Introduction
I recently grew tired of occupying my personal gaming station with long running machine learning experiments. Also, a neighbor (broke college kid) was interested in ML and didn't have the money for a nice NVIDIA - so he needed to access the box as well. From that starting point, our homelab was born.
Hardware
It's not going to break any records, but it gets the job done - and it was free!
Part | Type | Description |
CPU | Intel i7-9700K | 8 core, 3.60 GHz |
RAM | 48 Gb | DDR4 |
GPU | NVIDIA GTX 2070 | 8 Gb |
HDs | 7.25 TB total | 250 Gb NVMe |
2 TB SSD | ||
5 TB normal HDs | ||
OS
So this was an interesting choice. Because I wanted to do Machine Learning work, and I wanted to use CUDA, there were issues. NVIDIA drivers do not allow virtualization, since they have a licensed product that provides that. I could not get Proxmox or any of the other hypervisors to play nicely - I use ESXI at work, so I wanted to do something different. In the end, I wound up doing a simple Ubuntu 19.04 installation and then put KVM and Docker (plus NVIDIA's dockers) on top. More on that below.
Virtualization
Since I still wanted to have the ability to spin up true VMs and not just Dockers, I had to get a bit creative.

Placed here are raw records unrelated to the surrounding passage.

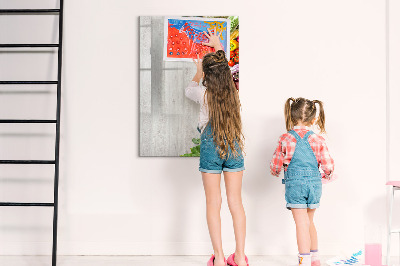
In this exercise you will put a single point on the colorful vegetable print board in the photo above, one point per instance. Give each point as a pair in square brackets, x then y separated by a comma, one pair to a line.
[183, 37]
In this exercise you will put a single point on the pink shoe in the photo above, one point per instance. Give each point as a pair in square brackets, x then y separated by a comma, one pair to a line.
[316, 263]
[231, 260]
[211, 261]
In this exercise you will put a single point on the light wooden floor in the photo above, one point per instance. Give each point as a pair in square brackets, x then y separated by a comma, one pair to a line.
[135, 260]
[144, 260]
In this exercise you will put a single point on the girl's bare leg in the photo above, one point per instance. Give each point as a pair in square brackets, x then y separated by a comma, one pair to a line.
[313, 230]
[212, 188]
[233, 184]
[302, 221]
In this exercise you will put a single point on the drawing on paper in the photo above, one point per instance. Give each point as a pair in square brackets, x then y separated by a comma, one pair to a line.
[183, 37]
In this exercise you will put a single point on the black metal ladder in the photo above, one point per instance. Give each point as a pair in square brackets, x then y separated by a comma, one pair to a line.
[57, 82]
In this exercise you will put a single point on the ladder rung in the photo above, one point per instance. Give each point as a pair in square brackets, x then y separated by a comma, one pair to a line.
[29, 82]
[27, 161]
[7, 11]
[27, 121]
[33, 45]
[30, 204]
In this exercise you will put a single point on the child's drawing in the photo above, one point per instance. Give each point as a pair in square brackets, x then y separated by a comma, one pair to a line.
[183, 37]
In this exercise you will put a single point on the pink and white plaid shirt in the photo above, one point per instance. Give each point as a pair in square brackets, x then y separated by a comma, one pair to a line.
[287, 144]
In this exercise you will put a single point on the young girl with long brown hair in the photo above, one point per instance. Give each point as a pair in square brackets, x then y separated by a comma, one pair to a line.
[302, 153]
[221, 147]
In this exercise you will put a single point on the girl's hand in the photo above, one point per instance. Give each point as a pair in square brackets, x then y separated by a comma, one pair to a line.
[213, 39]
[199, 73]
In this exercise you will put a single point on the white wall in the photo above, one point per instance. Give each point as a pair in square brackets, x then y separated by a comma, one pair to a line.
[394, 110]
[114, 202]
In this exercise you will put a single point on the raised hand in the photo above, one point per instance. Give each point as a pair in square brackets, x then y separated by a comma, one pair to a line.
[213, 39]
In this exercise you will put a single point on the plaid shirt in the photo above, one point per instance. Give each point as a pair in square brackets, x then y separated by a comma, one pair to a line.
[287, 144]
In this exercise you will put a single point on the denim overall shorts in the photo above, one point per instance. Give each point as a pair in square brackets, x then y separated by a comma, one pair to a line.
[303, 186]
[211, 161]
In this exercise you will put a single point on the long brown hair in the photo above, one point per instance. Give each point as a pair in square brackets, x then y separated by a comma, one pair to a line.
[303, 110]
[223, 104]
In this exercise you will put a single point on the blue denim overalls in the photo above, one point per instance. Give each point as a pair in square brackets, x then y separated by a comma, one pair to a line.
[302, 181]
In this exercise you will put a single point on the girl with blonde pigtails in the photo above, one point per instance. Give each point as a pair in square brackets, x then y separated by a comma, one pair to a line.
[302, 154]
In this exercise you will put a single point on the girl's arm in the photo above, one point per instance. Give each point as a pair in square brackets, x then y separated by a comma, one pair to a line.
[327, 164]
[277, 159]
[213, 39]
[194, 91]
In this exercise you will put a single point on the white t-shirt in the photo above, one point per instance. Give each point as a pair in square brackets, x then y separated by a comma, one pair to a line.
[196, 92]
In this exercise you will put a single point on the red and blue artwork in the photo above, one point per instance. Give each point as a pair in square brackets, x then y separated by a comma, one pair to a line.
[184, 37]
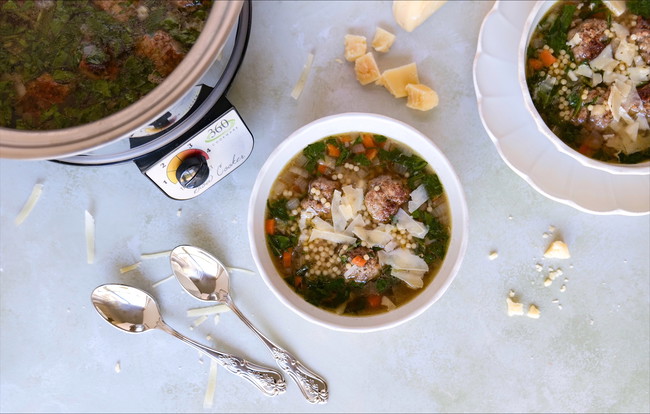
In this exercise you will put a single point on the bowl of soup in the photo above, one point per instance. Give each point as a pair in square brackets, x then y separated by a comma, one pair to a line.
[357, 222]
[584, 70]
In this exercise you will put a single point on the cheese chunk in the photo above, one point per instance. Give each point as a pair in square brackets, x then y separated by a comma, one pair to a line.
[421, 97]
[383, 40]
[366, 69]
[355, 47]
[557, 250]
[409, 14]
[396, 79]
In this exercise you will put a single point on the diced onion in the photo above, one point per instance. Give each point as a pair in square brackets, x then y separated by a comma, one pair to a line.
[207, 310]
[29, 205]
[145, 256]
[208, 399]
[300, 85]
[129, 268]
[90, 237]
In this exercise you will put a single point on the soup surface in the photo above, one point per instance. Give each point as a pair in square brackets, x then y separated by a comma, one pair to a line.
[357, 224]
[69, 62]
[588, 73]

After installing KVM proper, I wasn't happy having to SSH in to do anything - I wanted a fancy web interface (like Proxomox, Xen frontends, etc.). I stumbled upon a Docker called webvirtmgr, which worked pretty well out of the box (I'm still connecting to it over SSH tunnel, but I only have to start up the tunnel. Eventually, I'll have it just running behind nginx + SSL).
Webvirtmgr worked pretty well out of the box, but I ran into issues with using KVM's default VNC. What I ended up doing was port forwarding within the docker using the wonderful socat. I think it ended up being more complicated than normal since I was tunneling over SSH (since webvirtmgr is http by default and unencrypted VNC).
Services
Obviously I started this server wanting to do some Machine Learning, so there is a Jupyter notebook docker running with Fast.ai. Surprisingly, a few other needs came up as well. There will probably be some blog posts on these in the future - stay tuned!

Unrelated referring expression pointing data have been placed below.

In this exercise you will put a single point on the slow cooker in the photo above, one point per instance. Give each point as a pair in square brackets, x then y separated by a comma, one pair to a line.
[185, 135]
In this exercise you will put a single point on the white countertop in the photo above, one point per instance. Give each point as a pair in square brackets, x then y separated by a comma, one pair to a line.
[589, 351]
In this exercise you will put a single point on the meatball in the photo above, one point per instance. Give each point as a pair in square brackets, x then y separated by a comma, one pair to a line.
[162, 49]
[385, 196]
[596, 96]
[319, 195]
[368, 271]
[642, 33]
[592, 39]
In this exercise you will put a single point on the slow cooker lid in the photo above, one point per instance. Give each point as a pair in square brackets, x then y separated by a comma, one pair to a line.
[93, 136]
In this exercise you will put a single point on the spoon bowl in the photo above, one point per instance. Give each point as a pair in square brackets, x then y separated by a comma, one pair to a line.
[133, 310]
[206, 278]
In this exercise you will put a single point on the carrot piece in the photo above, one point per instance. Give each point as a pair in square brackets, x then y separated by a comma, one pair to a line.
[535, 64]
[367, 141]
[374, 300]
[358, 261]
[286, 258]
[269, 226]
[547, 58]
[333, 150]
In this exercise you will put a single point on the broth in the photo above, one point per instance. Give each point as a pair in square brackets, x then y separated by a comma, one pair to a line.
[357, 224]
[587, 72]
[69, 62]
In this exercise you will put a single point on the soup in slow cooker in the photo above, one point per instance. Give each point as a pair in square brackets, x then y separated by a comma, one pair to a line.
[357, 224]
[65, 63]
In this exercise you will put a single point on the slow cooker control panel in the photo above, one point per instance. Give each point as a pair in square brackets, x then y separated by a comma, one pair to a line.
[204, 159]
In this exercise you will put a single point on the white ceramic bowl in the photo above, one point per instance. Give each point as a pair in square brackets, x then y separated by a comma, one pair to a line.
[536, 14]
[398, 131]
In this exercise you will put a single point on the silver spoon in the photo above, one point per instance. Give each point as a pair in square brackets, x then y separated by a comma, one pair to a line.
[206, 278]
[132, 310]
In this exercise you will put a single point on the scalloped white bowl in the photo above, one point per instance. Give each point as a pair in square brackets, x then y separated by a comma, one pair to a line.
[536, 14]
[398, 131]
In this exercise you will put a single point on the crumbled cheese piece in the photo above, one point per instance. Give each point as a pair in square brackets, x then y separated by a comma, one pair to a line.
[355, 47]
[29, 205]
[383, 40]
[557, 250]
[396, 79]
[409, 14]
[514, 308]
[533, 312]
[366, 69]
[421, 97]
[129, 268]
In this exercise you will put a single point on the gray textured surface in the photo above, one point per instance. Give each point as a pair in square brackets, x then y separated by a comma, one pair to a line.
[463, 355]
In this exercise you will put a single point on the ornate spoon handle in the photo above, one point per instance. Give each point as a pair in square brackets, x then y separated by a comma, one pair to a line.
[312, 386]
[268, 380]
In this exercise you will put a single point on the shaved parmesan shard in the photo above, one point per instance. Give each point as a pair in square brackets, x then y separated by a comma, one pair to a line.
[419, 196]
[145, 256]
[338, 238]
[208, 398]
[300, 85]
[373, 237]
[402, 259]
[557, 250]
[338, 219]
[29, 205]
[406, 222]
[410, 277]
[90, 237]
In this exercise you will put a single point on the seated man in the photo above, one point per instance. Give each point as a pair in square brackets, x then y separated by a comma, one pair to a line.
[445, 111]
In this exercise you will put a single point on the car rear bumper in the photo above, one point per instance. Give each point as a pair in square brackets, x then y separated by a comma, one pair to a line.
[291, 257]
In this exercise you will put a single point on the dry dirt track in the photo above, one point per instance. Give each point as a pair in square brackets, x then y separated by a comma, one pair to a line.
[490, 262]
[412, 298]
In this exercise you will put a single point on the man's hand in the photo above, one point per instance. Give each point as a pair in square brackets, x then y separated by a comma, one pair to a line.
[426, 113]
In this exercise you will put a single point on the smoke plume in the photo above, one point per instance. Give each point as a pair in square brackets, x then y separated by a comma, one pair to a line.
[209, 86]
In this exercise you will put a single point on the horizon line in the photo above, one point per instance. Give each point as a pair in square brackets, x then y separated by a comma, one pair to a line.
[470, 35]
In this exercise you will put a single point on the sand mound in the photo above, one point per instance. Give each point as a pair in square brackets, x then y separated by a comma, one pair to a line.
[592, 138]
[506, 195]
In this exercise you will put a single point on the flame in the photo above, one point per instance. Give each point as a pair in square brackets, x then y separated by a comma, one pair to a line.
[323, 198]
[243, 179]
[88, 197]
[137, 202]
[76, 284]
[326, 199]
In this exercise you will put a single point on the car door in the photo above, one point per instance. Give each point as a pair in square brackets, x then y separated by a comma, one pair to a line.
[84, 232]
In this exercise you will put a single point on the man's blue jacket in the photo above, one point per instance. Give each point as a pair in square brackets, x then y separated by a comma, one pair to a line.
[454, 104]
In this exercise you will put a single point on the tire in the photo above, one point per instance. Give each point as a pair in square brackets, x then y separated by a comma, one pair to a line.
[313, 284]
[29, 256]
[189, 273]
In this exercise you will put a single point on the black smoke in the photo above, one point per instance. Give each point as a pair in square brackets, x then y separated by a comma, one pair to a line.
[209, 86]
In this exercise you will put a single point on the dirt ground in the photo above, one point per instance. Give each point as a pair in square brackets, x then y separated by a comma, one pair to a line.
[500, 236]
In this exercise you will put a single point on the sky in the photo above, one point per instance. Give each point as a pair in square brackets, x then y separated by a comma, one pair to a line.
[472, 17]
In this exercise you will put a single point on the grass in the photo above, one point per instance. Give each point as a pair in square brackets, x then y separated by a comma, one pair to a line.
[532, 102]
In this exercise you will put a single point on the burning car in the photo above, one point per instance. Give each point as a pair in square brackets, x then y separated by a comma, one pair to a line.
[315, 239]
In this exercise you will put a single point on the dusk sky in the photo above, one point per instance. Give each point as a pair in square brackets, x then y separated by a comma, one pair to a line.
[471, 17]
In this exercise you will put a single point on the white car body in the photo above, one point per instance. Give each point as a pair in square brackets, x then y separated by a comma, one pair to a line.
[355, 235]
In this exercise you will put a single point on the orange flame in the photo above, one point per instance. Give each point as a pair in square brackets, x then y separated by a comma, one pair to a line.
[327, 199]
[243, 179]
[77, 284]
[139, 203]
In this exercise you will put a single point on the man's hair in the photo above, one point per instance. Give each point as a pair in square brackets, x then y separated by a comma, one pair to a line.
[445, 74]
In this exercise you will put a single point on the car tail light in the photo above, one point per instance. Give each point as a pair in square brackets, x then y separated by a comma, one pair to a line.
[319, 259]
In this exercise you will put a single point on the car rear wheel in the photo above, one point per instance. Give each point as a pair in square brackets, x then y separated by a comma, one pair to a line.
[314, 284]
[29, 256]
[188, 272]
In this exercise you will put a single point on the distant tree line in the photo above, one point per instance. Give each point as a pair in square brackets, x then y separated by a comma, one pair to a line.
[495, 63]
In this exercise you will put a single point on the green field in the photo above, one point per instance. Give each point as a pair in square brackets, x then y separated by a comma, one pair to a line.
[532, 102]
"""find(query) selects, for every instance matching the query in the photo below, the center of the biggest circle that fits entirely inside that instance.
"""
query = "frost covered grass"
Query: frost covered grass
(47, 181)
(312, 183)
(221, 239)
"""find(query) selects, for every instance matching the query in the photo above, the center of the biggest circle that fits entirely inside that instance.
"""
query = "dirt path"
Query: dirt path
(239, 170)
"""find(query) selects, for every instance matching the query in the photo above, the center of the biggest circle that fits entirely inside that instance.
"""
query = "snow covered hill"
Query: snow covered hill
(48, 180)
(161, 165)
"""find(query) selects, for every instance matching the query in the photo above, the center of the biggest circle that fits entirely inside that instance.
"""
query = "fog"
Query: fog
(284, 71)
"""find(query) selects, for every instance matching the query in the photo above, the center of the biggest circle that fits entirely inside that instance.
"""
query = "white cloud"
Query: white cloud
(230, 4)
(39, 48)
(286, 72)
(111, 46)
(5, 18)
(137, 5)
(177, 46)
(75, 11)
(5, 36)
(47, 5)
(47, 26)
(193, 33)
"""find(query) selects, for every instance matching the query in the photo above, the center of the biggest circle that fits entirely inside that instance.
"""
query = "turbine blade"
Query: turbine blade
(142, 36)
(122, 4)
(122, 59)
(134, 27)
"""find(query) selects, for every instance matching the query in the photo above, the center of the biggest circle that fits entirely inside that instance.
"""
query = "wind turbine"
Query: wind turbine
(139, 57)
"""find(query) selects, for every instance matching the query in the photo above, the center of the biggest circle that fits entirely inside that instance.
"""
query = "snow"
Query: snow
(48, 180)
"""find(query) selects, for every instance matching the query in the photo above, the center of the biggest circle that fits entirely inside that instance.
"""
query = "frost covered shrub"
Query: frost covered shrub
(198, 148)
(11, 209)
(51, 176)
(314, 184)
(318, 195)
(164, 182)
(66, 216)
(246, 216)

Windows VM for some robot programming testing (didn't want to remote into work)
MacOS VM to learn Swift and app programming (all real compilation will be done on my MacBook to stay kosher with the Apple ToS)
My favorite - a small Linux VM (with X) to automatically add entries from my Youtube playlist into my Google Music (always support content creators and only use such a method with NCS or other properly licensed content).